Gudrun Loewe hat offensichtlich keinen Gedanken daran verschwendet,
welches Motiv so übermächtig gewesen sein sollte, daß
sich aus dem biederen Brunnenbauer und Familienvater "von heute
auf morgen" ein "Meisterfälscher" mit beachtlicher krimineller
Energie entwickelte. Was aber hätte den übereinstimmend als
"einfachen Menschen" geschilderten Brunnenbauer dazu veranlassen
können, viele hundert von in der Größe genau
abgestimmten Kieselsteinen wahrscheinlich aus dem für ihn weit
entfernten Main (in der Nidder gibt es keine freiliegenden
Kiesbänke) mühselig aufzusammeln, sie an einem "geheimen Ort"
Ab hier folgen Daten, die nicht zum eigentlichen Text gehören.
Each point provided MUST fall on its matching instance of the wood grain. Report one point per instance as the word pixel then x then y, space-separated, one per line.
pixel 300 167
mit einem uns unbekannten Gerät zu durchbohren und diese teilweise
zu verzieren? Was trieb ihn weiter an, diese "Steinketten" in steter
Gefahr, von Spaziergängern oder Landwirten in Sichtweite des
Dorfes Butterstadt bei seinem Tun entdeckt zu werden, kurzfristig in
"getürkten" Brandgräbern mit anderen Beigaben und
Leichenbrand so zu deponieren, daß selbst bedeutende
Prähistoriker der damaligen Zeit diese "Fälschungen am
Fließband" nicht bemerkt haben sollten? Mit dieser Unterstellung
degradiert Gudrun Loewe die hochrangigen Fachwissenschaftler, die vor
dem Ersten Weltkrieg die Freilegung vieler "Wetterauer
Brandgräber" vor Ort verfolgten, oft selbst Hand anlegten und nie
einen ernsthaften Fälschungsverdacht äußerten, in
meinen Augen zu Dilettanten.
Begleitet von Pressemitteilungen, wird der Geschichtsverein Windecken
2000 auf seiner Homepage in zwangloser Folge die Ergebnisse seiner
intensiven Recherchen der Öffentlichkeit vorstellen. Die
Abhandlungen von Hermann Müller-Karpe und Gudrun Loewe haben wir
weitgehend im Wortlaut auf der Website
"www.geschichtsverein-windecken.de" veröffentlicht. Da daraus oft
zitiert wird, sind als Quellenangaben die Kürzel
MK=Müller-Karpe und GL=Gudrun Loewe gewählt worden.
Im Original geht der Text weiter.